Saturday, April 27, 2013

Molecular Predictor Repository? (not gene set repository)

I have a simple question.  Say that I have the results from a gene expression analysis done in my laboratory or pulled from a public repository.  Say the sample has something to do with cancer (or I think that it might).  Say I read about so called 'signatures' that have been found to be associated with key phenotypes related to cancer.  (Here is a list of 13 signatures like this).

How do I now test to see which, if any, of these signatures are showing up in my sample?

I have my input, (e.g. the Affy CEL file from my experiment), how do I get the output that indicates that my sample shows an active wound response, suggests poor outcomes in breast cancer patients, looks like lung-specific metastasis, etc. etc.

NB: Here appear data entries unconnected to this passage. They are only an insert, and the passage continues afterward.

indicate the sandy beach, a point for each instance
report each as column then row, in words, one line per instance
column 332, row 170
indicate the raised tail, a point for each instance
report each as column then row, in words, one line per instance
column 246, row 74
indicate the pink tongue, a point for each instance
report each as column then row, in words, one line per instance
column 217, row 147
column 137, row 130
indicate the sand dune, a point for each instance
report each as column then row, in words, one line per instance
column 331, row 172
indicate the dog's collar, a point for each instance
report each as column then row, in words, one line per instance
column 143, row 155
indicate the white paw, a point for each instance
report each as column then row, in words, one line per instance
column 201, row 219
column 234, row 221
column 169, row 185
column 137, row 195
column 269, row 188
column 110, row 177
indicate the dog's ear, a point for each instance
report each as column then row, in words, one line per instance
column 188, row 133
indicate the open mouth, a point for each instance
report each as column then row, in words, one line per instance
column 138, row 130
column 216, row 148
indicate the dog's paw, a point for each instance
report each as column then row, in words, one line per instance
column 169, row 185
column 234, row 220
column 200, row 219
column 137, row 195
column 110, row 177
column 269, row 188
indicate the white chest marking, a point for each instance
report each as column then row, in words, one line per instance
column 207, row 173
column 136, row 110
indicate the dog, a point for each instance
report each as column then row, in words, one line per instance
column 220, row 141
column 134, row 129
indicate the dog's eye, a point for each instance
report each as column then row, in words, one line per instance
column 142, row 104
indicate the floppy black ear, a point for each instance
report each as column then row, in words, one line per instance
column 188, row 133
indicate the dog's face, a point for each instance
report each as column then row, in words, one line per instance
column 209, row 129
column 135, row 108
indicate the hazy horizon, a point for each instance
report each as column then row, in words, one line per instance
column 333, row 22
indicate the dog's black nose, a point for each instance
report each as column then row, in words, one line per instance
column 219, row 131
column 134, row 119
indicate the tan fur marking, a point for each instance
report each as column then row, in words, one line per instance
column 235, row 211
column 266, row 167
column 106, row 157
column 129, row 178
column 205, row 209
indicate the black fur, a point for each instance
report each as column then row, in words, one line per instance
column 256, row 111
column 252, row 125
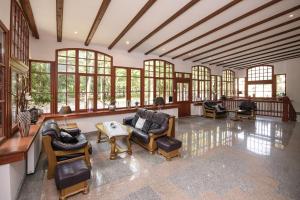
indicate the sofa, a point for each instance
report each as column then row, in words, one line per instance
column 63, row 145
column 213, row 109
column 157, row 125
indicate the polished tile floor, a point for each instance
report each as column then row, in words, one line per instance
column 221, row 159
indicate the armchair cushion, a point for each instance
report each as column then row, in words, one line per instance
column 140, row 135
column 59, row 145
column 67, row 138
column 147, row 125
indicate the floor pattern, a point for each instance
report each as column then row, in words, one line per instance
column 221, row 159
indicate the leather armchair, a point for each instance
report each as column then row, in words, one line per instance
column 247, row 109
column 161, row 125
column 210, row 110
column 59, row 151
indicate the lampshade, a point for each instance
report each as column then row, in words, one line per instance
column 65, row 110
column 159, row 101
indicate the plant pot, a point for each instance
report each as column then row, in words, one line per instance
column 24, row 121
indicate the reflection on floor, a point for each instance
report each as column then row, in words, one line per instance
column 221, row 159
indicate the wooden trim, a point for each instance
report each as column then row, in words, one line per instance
column 25, row 4
column 276, row 54
column 139, row 15
column 268, row 61
column 98, row 18
column 165, row 23
column 220, row 63
column 208, row 17
column 252, row 12
column 241, row 30
column 59, row 19
column 249, row 43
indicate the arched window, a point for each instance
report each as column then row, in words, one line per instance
column 83, row 79
column 228, row 83
column 201, row 83
column 260, row 81
column 158, row 81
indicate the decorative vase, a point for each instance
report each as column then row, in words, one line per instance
column 24, row 121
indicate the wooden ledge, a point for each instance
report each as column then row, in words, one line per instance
column 15, row 148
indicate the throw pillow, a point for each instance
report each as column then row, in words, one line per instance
column 146, row 126
column 67, row 138
column 154, row 126
column 134, row 120
column 140, row 123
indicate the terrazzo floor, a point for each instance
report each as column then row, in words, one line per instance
column 221, row 159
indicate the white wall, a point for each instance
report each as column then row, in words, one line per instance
column 44, row 49
column 292, row 70
column 5, row 12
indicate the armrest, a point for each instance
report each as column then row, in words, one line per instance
column 72, row 131
column 158, row 130
column 128, row 120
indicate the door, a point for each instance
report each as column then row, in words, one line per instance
column 183, row 95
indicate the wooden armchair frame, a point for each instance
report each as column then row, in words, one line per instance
column 52, row 155
column 152, row 145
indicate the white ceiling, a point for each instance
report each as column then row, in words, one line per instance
column 80, row 14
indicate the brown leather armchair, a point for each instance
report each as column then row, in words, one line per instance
column 61, row 149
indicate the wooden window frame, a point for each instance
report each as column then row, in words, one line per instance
column 164, row 78
column 225, row 82
column 205, row 93
column 77, row 75
column 255, row 82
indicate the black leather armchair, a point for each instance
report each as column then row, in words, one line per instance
column 157, row 124
column 213, row 109
column 61, row 149
column 247, row 109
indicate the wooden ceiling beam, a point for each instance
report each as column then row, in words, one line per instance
column 59, row 19
column 132, row 22
column 165, row 23
column 263, row 57
column 215, row 13
column 268, row 61
column 244, row 38
column 98, row 19
column 238, row 31
column 250, row 43
column 261, row 52
column 26, row 7
column 251, row 12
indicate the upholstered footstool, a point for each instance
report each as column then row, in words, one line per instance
column 71, row 178
column 169, row 147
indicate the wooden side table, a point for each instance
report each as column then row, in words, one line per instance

This should be relatively easy, no?  I've got data about human gene expression, these people have made useful predictive models that take human gene expression as input.  Where is the website?

Some people have directed me to useful resources like GeneSigDB that provide curated repositories of "gene signatures".  However, these "signatures" are just sets of genes, they are not predictive models.  If all that we needed were gene sets, no one would ever need to train a random forest classifier or a support vector machine on the data associated with those gene sets.  Sets of phenotypically related genes are great, but I need the full predictive model.

The only system that I know of that seems to have the capacity to answer my question (had the model builders used it) is the Synapse platform.  For example, if you are good at R, you should be able to use Synapse to execute any of the models submitted to the recent breast cancer prognosis challenge.  This is a great step forward for the community (though it recapitulates pretty much everything from the more generic world of scientific workflow systems like Taverna).

But still.. a) comparatively very few published predictive models are in Synapse and b) should I really have to know R to answer that question?

respond!










3 comments:

Vladimir Chupakhin said...

PMML for bioinformatics )

Benjamin Good said...

Sounds awesome. Never heard of it before. Have you seen anyone using it for bioinformatics applications? (Reading about it now)

Vladimir Chupakhin said...

I am more from QSAR background, but I don't really see the difference between chemoinformatics and bioinformatics. In final it's still the data, its processing and modeling.